This is a very quick blog about how I get my classes to plan for depth in their writing. I know this isn't philosophy and I don't claim these ideas as mine (I have a feeling they come from somewhere else but perhaps I'm just having a Platonic moment of recognition!)
It's like they're talking over a film
In my English classes over the years I have noticed that children tend to write in a certain way. I have noticed that children tend to describe the images in their heads as if you are both watching them together. It's like they're talking over a film that you are both watching, up there on the screen in front of you. Unfortunately of course, this isn't the case and I used to spend months convincing them that if it's not on paper I won't see it. This of course led to some ultra detailed writing akin to hyper realism. This is not what was needed either.
Breathing in, breathing out
I decided to look at some great writers and after years of teaching Guided Reading, SPAG and 'Literacy' as separate lessons I found that I had to break from this compartmentalised approach so that these skills could all come together. My school introduced us all to the excellent Power of Reading programme and now literacy really flows. 'Reading is like breathing in. Writing is like breathing out' as the saying goes and I must say that this is so utterly obvious that I couldn't see it for years. We began, as a class, to examine what writers were doing. What are we shown? What are we told?
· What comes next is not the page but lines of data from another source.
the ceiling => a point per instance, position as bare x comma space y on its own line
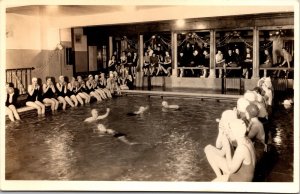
73, 10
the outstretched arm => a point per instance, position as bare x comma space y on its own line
105, 115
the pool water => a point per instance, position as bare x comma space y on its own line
63, 147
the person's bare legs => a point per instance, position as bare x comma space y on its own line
9, 114
63, 101
34, 105
14, 111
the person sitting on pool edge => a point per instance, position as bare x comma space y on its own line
141, 110
237, 166
166, 105
95, 115
102, 130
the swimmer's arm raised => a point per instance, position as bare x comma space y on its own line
105, 115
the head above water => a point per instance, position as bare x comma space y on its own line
94, 112
242, 104
164, 103
250, 96
252, 111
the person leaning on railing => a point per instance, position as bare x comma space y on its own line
11, 103
287, 60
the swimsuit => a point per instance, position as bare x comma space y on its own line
244, 173
35, 96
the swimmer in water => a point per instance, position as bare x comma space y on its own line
95, 115
166, 105
102, 130
141, 110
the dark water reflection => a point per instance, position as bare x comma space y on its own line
63, 147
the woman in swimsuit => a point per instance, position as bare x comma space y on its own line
73, 86
49, 94
10, 104
83, 89
71, 93
34, 97
237, 166
62, 92
121, 136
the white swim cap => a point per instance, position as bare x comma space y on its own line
164, 103
250, 96
242, 104
238, 128
228, 115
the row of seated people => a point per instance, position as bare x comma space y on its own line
243, 135
73, 93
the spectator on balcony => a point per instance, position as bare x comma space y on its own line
230, 59
62, 92
112, 63
75, 91
35, 97
220, 62
146, 63
11, 103
83, 89
153, 63
49, 94
90, 88
135, 65
182, 62
195, 62
206, 61
287, 60
247, 64
268, 59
This is very much in the vein of 'Show, Don't Tell'.
We noticed that there is a mixture of the obvious: 'she walked over to the barn door', the hidden: 'she sniffed and blew her nose', (she might be crying) and the imaginative: 'it had been a long and hard day'. There are things that we are told - explicitly, things that we are shown - implicitly and things that happened earlier or are internal, these I call imaginative as the reader isn't 'watching' them in the moment. One child described this as 'imagination within imagination' so I am going to run with that. I hear you cry: 'So far so good...but how do we get these ideas into the children's work?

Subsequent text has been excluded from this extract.